Palm oil plantations: Child labour and other abuses exposed

Palm oil plantations of Malaysia and Indonesia are worked by “child labour and outright slavery,” a new investigation has found.

The two countries supply 85 percent of the world’s palm oil, which is used in most cosmetic brands and around half of all supermarket products. Campaigns to raise awareness of its devastating ecological impact - as the plantations have eaten away at rainforest habitats, threatening to extirpate endangered animals such as the orangutan - have been limited by the ingredient’s disguise under over 200 names on labels.

But a probe by Associated Press that interviewed almost 130 current and former workers found “almost all” complained of being “cheated, threatened, held against their will or forced to work off unsurmountable debts.”

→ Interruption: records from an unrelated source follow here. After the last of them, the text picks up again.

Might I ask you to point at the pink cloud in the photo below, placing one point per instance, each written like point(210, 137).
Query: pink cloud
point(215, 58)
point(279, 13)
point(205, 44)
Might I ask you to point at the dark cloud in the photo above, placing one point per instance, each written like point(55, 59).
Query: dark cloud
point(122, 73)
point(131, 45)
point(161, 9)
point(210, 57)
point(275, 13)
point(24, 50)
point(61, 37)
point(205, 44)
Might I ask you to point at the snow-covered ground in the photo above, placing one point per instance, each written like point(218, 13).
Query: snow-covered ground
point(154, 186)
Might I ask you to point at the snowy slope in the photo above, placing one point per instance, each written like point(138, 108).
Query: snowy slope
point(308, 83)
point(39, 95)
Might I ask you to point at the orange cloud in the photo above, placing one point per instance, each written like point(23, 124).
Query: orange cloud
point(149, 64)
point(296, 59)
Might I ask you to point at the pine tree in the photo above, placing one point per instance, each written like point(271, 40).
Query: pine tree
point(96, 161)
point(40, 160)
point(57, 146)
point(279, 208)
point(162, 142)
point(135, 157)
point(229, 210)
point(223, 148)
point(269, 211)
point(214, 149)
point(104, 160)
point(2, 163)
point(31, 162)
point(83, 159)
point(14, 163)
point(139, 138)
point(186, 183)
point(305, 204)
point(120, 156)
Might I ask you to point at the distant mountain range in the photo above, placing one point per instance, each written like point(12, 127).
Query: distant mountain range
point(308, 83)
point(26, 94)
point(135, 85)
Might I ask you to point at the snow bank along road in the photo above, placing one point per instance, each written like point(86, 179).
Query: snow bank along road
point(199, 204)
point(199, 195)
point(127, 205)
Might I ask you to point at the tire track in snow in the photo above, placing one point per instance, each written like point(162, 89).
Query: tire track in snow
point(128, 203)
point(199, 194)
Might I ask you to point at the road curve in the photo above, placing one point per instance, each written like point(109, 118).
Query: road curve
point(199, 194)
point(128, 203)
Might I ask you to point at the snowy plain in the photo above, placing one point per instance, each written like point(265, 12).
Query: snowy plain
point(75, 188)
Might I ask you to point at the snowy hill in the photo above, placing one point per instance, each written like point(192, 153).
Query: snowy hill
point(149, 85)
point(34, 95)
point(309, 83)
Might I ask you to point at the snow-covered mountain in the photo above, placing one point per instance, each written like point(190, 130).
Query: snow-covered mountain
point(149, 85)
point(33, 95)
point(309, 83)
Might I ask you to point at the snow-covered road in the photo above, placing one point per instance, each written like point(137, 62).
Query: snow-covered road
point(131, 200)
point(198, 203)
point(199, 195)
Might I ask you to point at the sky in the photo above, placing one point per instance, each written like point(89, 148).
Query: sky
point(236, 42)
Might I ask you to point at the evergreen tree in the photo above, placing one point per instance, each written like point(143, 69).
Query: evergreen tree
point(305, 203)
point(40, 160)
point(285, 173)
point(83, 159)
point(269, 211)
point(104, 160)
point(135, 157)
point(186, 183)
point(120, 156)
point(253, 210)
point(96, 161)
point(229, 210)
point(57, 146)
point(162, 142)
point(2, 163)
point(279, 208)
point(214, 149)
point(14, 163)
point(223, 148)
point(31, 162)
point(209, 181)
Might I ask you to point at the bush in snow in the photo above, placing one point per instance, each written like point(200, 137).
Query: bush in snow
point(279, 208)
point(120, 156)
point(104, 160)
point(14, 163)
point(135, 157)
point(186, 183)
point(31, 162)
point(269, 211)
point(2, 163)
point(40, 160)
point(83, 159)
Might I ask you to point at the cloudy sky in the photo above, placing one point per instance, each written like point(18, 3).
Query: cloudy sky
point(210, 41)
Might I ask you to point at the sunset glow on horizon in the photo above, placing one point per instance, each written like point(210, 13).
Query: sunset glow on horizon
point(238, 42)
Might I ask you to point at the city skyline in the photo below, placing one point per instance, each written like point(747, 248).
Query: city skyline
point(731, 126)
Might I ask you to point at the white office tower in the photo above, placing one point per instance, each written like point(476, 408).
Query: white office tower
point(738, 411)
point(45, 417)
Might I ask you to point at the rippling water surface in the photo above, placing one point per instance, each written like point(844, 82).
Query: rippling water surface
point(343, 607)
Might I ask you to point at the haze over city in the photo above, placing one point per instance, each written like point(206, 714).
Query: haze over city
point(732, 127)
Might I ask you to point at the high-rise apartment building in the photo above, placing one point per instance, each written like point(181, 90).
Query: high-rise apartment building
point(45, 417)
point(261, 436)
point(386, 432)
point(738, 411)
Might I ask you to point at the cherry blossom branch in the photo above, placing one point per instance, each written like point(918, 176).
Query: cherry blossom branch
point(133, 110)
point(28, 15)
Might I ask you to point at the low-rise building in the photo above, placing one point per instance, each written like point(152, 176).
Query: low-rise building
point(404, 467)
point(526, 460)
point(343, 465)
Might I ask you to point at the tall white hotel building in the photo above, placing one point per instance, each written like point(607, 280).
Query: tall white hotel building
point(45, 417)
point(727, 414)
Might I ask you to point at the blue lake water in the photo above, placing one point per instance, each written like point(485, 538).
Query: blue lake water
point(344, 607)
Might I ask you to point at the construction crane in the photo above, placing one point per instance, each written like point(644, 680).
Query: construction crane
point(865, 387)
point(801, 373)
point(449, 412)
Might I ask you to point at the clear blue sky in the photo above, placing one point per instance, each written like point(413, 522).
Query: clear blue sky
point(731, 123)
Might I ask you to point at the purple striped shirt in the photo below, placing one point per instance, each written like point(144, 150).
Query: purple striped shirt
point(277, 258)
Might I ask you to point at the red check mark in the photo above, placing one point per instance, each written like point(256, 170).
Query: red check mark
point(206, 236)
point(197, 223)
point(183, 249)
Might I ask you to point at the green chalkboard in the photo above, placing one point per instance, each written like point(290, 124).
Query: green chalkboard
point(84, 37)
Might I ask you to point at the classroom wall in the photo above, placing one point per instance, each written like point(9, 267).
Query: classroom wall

Many were migrant workers, including from Myanmar’s persecuted Rohingya Muslim minority - some of whom had fled Burmese troops only to be sold into the palm oil industry. Others were fishermen who had been enslaved on boats but, after escaping ashore, were trafficked onto the plantations.

Big Western financial institutions like JPMorgan Chase, Deutsche Bank and the Vanguard Group” were named as heavy investors in the industry, not just directly but via third parties such as the Malayan Banking Berhad or Maybank.

This has been the industry’s hidden secret,” said Gemma Tillack of the US based Rainforest Action Network. “The buck stops with the banks. It is their funding that makes this system of exploitation possible.”

Plantations hire brokers to supply labour, meaning many “foreign workers end up fleeced by a syndicate of recruiters and corrupt officials,” the report says. Company officials often seize their passports, so they are unable to return home.

Investigators observed children working in the fields, interviewed women who were paid nothing and women and children who reported being raped while working.

The Malaysian Palm Oil Association said the findings were “not true,” while the Indonesian Palm Oil Association said employers found breaching labour laws could be sanctioned.

Palm oil users Unilever, L'Oreal, Nestle and Procter & Gamble all said they do not tolerate human rights abuses, while Deutsche Bank “reiterated its support for human rights” and JPMorgan Chase declined to comment.